Introduction
Supply-side policies aim to improve the productive capacity of an economy by enhancing the factors of production, shifting the long-run aggregate supply curve rightward. This answer considers two such policies, education and retraining, and tax incentives and grants for investment, and discusses how far each improves the standard of living.
Education and retraining
One common supply-side policy is increasing subsidies for education and retraining. By investing in human capital, the government improves the skills and productivity of the workforce, for example by expanding university and vocational training or subsidising firms to retrain workers. As the labour force becomes more skilled, long-run aggregate supply shifts rightward, raising potential output. In an economy already at full employment, such as Singapore, this raises real national income and economic growth. Higher real income lifts disposable incomes, allowing citizens to afford more goods and services and improving the material standard of living; a more educated workforce may earn higher wages, giving access to better housing, healthcare and education. Higher education also improves the non-material standard of living, as it is associated with greater job satisfaction and fulfilment, improving mental well-being and life satisfaction.
However, the effects take time, since skills development is a long-term investment and there is a lag before workers can fully use new skills in the labour market. Not all industries benefit equally, so improvements in living standards may be uneven across sectors.
Tax incentives and grants to encourage investment
Governments often use tax incentives and grants to attract foreign direct investment and encourage domestic firms to invest in capital goods. Lower corporate tax rates or investment grants raise both domestic and foreign investment, stimulating growth. Because investment is a component of aggregate demand, higher investment shifts aggregate demand rightward, raising national income and disposable incomes and improving the material standard of living. Investment in capital goods also raises productive capacity, shifting long-run aggregate supply rightward and improving long-term growth prospects for a more sustainable rise in living standards. In Singapore, for example, incentives attracted Las Vegas Sands to invest in the Marina Bay Sands integrated resort, which created jobs, upgraded the skills of local workers in hospitality and events, raised wages and provided new leisure amenities, improving both material and non-material standards of living.

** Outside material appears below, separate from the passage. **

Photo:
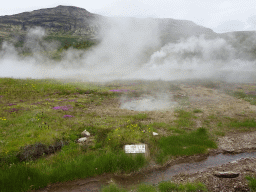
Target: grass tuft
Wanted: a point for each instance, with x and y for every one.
(195, 142)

However, foreign direct investment carries risks. Foreign firms may be footloose and could relocate or downsize in adverse conditions, causing job losses and instability. Dyson's decision in October 2024 to retrench workers in Singapore highlights the vulnerability of relying on foreign firms for employment, which can reduce the long-term benefits for living standards.
Evaluative conclusion
Supply-side policies such as investing in education and providing tax incentives for investment can improve both material and non-material standards of living, because higher skills, productivity and investment boost growth, raise incomes and improve access to goods and services. However, the extent of the improvement depends on effective implementation and the time needed for benefits to materialise, and reliance on footloose foreign investment is risky. Supply-side policies are therefore a crucial tool for raising living standards, but they must be carefully managed to ensure sustainable and equitable growth.